Alas et al., Clin. Cancer Res. 8:836, 2001
Jazirehi et al., Mol. Cancer Therapy 2:1183, 2003
Vega et al., Oncogene 23:3530, 2004
). This study investigated whether rituximab also modifies intracellular signaling pathways resulting in the sensitization of NHL cells to Fas-induced apoptosis. Treatment of the NHL cell lines (2F7, Ramos, and Raji) with rituximab (20 μg/ml) sensitized the cells to CH-11 (FasL agonist mAb) -induced apoptosis and synergy was achieved. Fas expression was up-regulated by rituximab as early as 6 h post treatment as determined by flow cytometry, RT-PCR, and Western. Rituximab inhibited both the expression and activity of the transcription repressor Yin-Yang 1 (YY1) that negatively regulates Fas transcription. Inhibition of YY1 resulted in upregulation of Fas expression and sensitization of the tumor cells to CH-11-induced apoptosis. Downregulation of YY1 expression was the result of rituximab-induced inhibition of both the p38MAPK signaling pathway and constitutive NF- κB activity. The dual roles of NF-κB and YY1 in the regulation of Fas expression were corroborated by the use of a dominant-active inhibitor of NF- κB (Ramos IκB-ER mutant) and YY1 siRNA, respectively. The role of rituximab-mediated inhibition of the p38MAPK/NF- κB/YY1 pathways, which result in both Fas upregulation and sensitization to CH11-induced apoptosis, was corroborated by the use of specific chemical inhibitors directed at various targets of these pathways.
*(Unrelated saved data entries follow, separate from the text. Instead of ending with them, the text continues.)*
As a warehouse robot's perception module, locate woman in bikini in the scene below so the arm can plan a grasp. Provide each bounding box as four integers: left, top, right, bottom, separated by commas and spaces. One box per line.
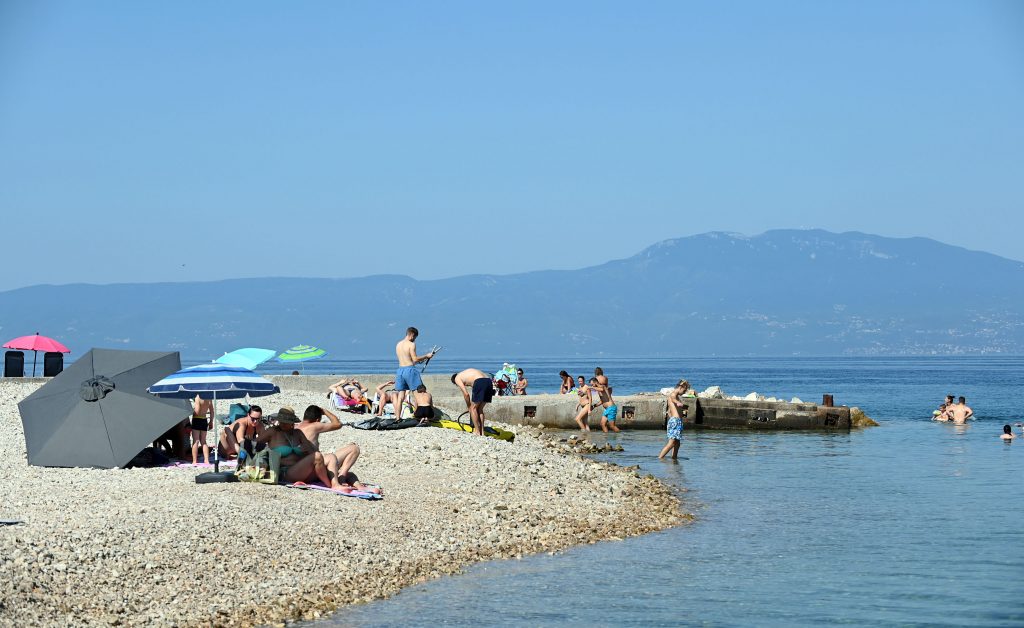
573, 377, 594, 431
218, 405, 265, 460
559, 371, 574, 394
256, 407, 330, 485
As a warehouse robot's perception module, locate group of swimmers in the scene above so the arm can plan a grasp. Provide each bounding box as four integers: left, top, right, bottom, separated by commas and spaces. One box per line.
929, 394, 1021, 441
933, 395, 974, 424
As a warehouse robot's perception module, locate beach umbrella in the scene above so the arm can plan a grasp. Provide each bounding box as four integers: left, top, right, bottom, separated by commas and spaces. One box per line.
215, 348, 277, 371
148, 363, 280, 467
276, 345, 326, 372
18, 349, 190, 468
3, 332, 71, 377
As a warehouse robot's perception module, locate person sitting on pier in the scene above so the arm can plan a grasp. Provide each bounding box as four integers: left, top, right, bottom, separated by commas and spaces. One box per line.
515, 368, 528, 395
559, 371, 574, 394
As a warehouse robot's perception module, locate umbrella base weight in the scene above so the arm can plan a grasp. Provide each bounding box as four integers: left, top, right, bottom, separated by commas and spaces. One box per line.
195, 471, 239, 484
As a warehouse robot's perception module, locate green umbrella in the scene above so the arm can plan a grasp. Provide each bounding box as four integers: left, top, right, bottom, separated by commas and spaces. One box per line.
276, 345, 326, 372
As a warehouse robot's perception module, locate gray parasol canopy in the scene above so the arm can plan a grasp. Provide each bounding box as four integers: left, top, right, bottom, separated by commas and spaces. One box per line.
18, 348, 191, 468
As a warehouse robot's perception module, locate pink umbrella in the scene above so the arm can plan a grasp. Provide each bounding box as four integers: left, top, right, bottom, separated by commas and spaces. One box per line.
3, 332, 71, 377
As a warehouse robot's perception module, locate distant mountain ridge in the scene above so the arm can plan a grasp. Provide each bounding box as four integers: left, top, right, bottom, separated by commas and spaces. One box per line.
2, 230, 1022, 357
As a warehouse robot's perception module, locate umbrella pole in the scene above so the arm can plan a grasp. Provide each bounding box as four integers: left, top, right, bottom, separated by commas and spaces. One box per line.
212, 390, 219, 472
32, 350, 38, 377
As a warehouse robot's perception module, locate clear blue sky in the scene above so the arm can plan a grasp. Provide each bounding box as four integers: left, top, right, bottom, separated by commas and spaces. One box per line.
1, 1, 1021, 291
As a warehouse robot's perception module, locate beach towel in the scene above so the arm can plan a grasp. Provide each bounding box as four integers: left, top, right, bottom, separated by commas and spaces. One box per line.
285, 481, 383, 500
163, 460, 239, 469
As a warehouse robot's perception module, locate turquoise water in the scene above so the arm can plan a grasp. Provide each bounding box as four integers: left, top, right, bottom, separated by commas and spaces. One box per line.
312, 357, 1024, 627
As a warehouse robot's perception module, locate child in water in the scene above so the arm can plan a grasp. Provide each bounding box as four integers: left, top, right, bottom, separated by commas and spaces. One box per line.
659, 380, 690, 460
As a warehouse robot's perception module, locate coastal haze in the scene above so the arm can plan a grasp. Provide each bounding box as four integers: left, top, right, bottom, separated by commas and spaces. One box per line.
1, 229, 1022, 357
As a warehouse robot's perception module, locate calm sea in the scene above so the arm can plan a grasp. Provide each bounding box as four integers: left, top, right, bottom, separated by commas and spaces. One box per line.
276, 357, 1024, 626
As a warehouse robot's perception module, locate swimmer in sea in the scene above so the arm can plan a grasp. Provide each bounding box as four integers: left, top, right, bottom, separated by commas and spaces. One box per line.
948, 396, 973, 424
1000, 425, 1014, 441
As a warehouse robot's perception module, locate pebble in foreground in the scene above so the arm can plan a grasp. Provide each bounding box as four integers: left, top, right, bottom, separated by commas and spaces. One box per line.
0, 381, 687, 627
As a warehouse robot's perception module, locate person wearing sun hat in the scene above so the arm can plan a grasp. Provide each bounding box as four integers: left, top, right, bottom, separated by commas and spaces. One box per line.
255, 407, 330, 484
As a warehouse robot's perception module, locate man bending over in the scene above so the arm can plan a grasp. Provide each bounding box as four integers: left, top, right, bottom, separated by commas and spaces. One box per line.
452, 368, 494, 436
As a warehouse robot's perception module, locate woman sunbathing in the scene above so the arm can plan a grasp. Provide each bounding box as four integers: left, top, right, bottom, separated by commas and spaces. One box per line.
256, 407, 331, 485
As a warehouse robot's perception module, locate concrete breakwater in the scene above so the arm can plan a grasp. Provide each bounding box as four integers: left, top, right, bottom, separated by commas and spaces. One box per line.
270, 375, 866, 430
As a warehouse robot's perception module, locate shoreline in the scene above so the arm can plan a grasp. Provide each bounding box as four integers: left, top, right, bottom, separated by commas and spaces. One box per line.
0, 381, 687, 627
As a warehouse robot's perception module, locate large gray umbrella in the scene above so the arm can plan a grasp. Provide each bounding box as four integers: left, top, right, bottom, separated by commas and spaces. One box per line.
18, 348, 191, 468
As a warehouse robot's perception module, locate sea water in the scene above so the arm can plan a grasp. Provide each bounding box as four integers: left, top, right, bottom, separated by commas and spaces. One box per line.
288, 357, 1024, 626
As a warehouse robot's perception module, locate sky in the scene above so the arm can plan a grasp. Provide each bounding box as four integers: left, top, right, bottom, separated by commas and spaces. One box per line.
1, 1, 1022, 291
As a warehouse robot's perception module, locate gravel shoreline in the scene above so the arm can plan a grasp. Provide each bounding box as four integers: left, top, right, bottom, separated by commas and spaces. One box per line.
1, 381, 687, 627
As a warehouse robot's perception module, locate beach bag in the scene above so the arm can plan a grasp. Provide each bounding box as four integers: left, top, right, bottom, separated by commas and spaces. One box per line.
224, 403, 250, 426
236, 447, 280, 484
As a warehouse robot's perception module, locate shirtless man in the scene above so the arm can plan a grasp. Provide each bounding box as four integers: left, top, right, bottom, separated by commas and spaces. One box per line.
412, 384, 435, 426
591, 368, 619, 433
948, 396, 974, 424
297, 404, 364, 491
451, 368, 493, 436
190, 394, 214, 464
218, 405, 265, 460
659, 380, 689, 460
395, 327, 436, 422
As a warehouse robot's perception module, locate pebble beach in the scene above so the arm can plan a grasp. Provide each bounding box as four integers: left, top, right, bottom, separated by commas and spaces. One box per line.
0, 380, 686, 627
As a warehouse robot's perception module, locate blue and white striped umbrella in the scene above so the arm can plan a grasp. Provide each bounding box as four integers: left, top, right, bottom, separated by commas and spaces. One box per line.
147, 363, 279, 400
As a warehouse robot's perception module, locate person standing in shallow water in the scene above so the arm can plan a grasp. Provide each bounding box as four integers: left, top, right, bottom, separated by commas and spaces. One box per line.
659, 380, 690, 460
949, 396, 974, 424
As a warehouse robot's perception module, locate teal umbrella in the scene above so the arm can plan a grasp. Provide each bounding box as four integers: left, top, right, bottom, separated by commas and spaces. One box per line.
215, 348, 277, 371
276, 345, 327, 371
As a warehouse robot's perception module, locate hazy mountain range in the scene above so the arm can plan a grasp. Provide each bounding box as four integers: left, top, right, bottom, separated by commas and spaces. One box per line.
2, 230, 1022, 358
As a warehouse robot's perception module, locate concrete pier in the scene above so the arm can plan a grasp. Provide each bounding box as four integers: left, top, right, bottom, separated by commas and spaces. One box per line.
268, 375, 854, 430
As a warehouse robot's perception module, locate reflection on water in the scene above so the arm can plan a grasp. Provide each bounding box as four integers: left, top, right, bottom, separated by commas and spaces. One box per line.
319, 358, 1024, 627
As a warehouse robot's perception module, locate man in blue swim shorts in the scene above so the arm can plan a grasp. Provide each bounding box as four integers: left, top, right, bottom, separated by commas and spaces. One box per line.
659, 379, 690, 460
394, 327, 436, 420
590, 369, 620, 433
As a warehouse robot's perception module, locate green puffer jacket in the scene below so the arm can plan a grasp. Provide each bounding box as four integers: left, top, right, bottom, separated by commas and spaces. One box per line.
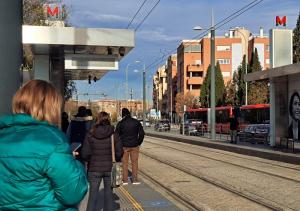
0, 114, 88, 210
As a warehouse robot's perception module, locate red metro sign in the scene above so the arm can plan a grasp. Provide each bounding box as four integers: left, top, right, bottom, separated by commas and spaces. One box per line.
276, 16, 287, 26
44, 3, 62, 20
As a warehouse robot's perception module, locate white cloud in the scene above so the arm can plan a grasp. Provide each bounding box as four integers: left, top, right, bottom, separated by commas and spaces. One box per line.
137, 28, 183, 42
73, 10, 130, 24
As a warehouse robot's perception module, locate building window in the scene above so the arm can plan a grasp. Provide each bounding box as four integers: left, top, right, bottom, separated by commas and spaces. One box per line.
217, 46, 230, 51
222, 72, 230, 77
191, 72, 203, 77
266, 59, 270, 64
195, 60, 202, 65
184, 45, 201, 53
266, 45, 270, 52
192, 85, 201, 90
217, 58, 230, 64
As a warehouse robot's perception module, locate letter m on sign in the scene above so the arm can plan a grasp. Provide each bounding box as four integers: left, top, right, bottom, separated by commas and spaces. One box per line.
47, 5, 59, 17
276, 16, 286, 26
44, 4, 61, 20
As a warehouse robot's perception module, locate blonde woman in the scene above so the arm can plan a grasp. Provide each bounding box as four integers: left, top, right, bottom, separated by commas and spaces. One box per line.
0, 80, 88, 210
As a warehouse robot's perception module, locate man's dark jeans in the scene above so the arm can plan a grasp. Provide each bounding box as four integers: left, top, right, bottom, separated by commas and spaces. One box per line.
87, 172, 112, 211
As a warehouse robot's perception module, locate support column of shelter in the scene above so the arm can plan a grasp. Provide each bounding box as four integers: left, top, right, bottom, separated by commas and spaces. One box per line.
50, 46, 65, 99
0, 1, 22, 114
33, 55, 50, 81
269, 80, 276, 147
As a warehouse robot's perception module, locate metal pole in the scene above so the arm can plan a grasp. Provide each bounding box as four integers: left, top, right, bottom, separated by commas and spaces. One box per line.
125, 63, 130, 108
235, 30, 248, 105
0, 0, 22, 115
143, 64, 146, 128
210, 10, 216, 140
245, 54, 248, 105
170, 80, 173, 125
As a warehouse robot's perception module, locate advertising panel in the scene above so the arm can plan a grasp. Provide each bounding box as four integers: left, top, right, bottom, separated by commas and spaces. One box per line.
288, 75, 300, 140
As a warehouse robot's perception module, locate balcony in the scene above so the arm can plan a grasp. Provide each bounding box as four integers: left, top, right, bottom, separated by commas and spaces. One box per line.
187, 77, 203, 85
187, 64, 204, 72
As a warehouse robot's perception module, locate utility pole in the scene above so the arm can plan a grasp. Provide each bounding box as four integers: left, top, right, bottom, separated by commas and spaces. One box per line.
142, 65, 146, 128
210, 9, 216, 140
130, 88, 133, 100
170, 79, 173, 124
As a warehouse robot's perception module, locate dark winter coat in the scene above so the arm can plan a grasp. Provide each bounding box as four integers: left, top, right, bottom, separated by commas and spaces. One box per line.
0, 114, 88, 211
230, 117, 239, 130
66, 116, 94, 144
116, 116, 145, 147
81, 125, 123, 172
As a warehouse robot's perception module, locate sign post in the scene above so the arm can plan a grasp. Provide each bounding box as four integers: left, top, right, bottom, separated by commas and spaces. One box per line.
182, 105, 186, 135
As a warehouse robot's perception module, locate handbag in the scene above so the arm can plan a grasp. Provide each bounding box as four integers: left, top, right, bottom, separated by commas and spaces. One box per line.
110, 134, 123, 188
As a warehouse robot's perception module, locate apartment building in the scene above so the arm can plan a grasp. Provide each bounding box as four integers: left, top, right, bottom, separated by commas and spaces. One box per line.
152, 27, 270, 120
153, 65, 167, 114
248, 28, 270, 70
177, 27, 270, 98
166, 54, 177, 116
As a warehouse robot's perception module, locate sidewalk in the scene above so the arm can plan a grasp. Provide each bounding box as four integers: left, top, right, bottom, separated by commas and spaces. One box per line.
78, 175, 180, 211
145, 129, 300, 165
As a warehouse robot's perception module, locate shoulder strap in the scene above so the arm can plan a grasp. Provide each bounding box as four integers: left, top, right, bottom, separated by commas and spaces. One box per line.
111, 134, 116, 163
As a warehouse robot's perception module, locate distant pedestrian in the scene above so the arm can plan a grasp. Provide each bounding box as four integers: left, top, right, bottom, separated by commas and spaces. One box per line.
81, 111, 123, 211
67, 106, 93, 161
116, 108, 145, 185
86, 108, 94, 130
0, 80, 88, 210
61, 111, 69, 133
229, 114, 239, 144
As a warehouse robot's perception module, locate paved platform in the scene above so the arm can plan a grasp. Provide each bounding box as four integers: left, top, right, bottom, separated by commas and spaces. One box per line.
79, 177, 179, 211
145, 129, 300, 165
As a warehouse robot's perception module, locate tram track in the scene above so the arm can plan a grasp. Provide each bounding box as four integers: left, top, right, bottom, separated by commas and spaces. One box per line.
146, 135, 300, 171
138, 137, 300, 211
145, 132, 300, 165
140, 151, 286, 211
145, 137, 300, 184
138, 168, 204, 211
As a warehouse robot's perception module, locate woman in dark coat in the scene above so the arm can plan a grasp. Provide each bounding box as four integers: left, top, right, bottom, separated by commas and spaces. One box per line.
81, 111, 123, 211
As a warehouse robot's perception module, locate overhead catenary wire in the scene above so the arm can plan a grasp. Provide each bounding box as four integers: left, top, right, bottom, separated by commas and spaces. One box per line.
134, 0, 161, 31
146, 0, 263, 71
127, 0, 148, 29
144, 0, 264, 72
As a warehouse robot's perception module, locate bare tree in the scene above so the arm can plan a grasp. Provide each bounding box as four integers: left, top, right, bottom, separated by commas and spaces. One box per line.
175, 92, 198, 118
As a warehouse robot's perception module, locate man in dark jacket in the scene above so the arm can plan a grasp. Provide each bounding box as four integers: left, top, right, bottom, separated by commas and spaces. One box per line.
66, 106, 94, 160
229, 114, 239, 144
116, 108, 145, 185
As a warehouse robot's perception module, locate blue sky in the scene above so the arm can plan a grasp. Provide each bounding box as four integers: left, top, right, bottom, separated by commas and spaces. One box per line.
63, 0, 299, 102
Rituximab-mediated sensitization to CH-11-induced apoptosis was executed through the Type II mitochondrial apoptotic pathway. Altogether, these findings provide a novel mechanism of rituximab-mediated signaling by inhibiting the p38MAPK/NF- κB/YY1 pathways and resulting in the sensitization of B NHL to Fas-induced apoptosis. These findings may have significant clinical implications and suggest an additional mechanism of rituximab-mediated effect in vivo in addition to CDC and ADCC.